Six Guantanamo Detainees Sent Home; But No End in Site for Detention Center
The Pentagon has announced that 14 inmates held in Guantanamo Bay have been named “enemy combatants” – and six others were transferred back home: five to Afghanistan and one to Bahrain. Some 80 prisoners are entitled to transfer or release. President Bush says that although it should be the nation’s goal to shut down the detention center, it’s no easy task – particularly because some countries are unwilling to take back some of the prisoners. Host Aura Bogado spoke with former US Army Muslim Chaplain James Yee about the situation at GITMO.

Voters in Sierra Leone Head to Polls Saturday
Voters in Sierra Leone will head to the polls to elect a new president and parliament Saturday. The elections will take place just as the UN-backed special court trying those who bear the greatest responsibility in the ten year brutal civil war – which ended in 2002 – hands down new verdicts. Abdul Rashid reports from Freetown, Sierra Leone .

Weekly Political Round Up
Last night’s historic LGBT presidential candidate forum was the highlight of the week’s political events – which included a blogger convention and a number of legal developments that will change the structure and environment of national elections. Kelly Barnes has more in this weekly political news round up.
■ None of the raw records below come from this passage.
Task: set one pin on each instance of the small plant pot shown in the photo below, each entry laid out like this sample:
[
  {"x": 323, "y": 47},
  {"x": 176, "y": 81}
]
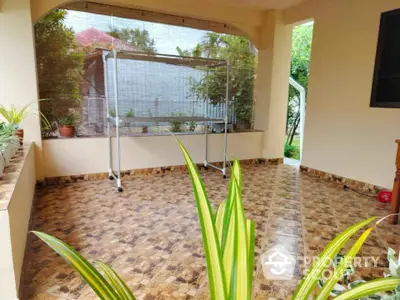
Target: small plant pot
[
  {"x": 2, "y": 165},
  {"x": 66, "y": 130},
  {"x": 9, "y": 152},
  {"x": 20, "y": 134}
]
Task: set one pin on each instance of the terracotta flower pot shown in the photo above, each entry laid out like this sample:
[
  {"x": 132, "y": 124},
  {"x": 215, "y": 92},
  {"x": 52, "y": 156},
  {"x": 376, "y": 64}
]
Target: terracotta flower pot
[
  {"x": 67, "y": 130},
  {"x": 20, "y": 134}
]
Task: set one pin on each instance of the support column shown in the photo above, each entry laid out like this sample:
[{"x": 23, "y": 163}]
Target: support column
[
  {"x": 396, "y": 189},
  {"x": 18, "y": 80},
  {"x": 272, "y": 84}
]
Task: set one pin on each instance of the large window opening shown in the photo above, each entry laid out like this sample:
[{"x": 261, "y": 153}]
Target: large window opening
[
  {"x": 298, "y": 85},
  {"x": 75, "y": 79}
]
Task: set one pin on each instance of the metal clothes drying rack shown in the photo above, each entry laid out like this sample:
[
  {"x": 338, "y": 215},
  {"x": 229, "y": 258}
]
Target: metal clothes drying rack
[{"x": 169, "y": 59}]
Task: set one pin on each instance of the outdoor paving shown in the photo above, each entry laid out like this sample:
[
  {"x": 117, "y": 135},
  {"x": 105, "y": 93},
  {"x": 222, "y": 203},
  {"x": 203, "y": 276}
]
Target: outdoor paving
[{"x": 151, "y": 236}]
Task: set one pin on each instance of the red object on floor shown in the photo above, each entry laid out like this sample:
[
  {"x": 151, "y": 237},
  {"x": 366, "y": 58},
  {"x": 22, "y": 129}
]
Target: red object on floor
[{"x": 385, "y": 196}]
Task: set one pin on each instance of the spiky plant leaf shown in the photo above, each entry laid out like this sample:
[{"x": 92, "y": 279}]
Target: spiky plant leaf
[
  {"x": 342, "y": 267},
  {"x": 116, "y": 282},
  {"x": 212, "y": 247},
  {"x": 370, "y": 288},
  {"x": 89, "y": 273},
  {"x": 308, "y": 283}
]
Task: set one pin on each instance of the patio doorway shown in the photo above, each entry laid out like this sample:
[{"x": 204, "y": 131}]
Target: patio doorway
[{"x": 298, "y": 84}]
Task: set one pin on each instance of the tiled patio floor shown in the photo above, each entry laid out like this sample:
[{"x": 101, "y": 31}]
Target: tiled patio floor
[{"x": 151, "y": 237}]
Flood Relief Not Reaching Those Most in Need in Nepal
More than 2,000 people have died in some of the worst monsoon floods to hit South Asia this summer. Millions of people have lost their homes, as thousands of villages – and the crops that sustained them – remain underwater. More than 15,000 families have been displaced in Nepal alone, and it’s estimated that 100,000 are suffering from cholera and influenza and other infections and diseases. PC Dubey reports that while there is a downpour of relief funds and materials from international agencies like UNICEF and The World Food Program, Nepal’s charged political scene is making it hard for aid to reach those who are most affected.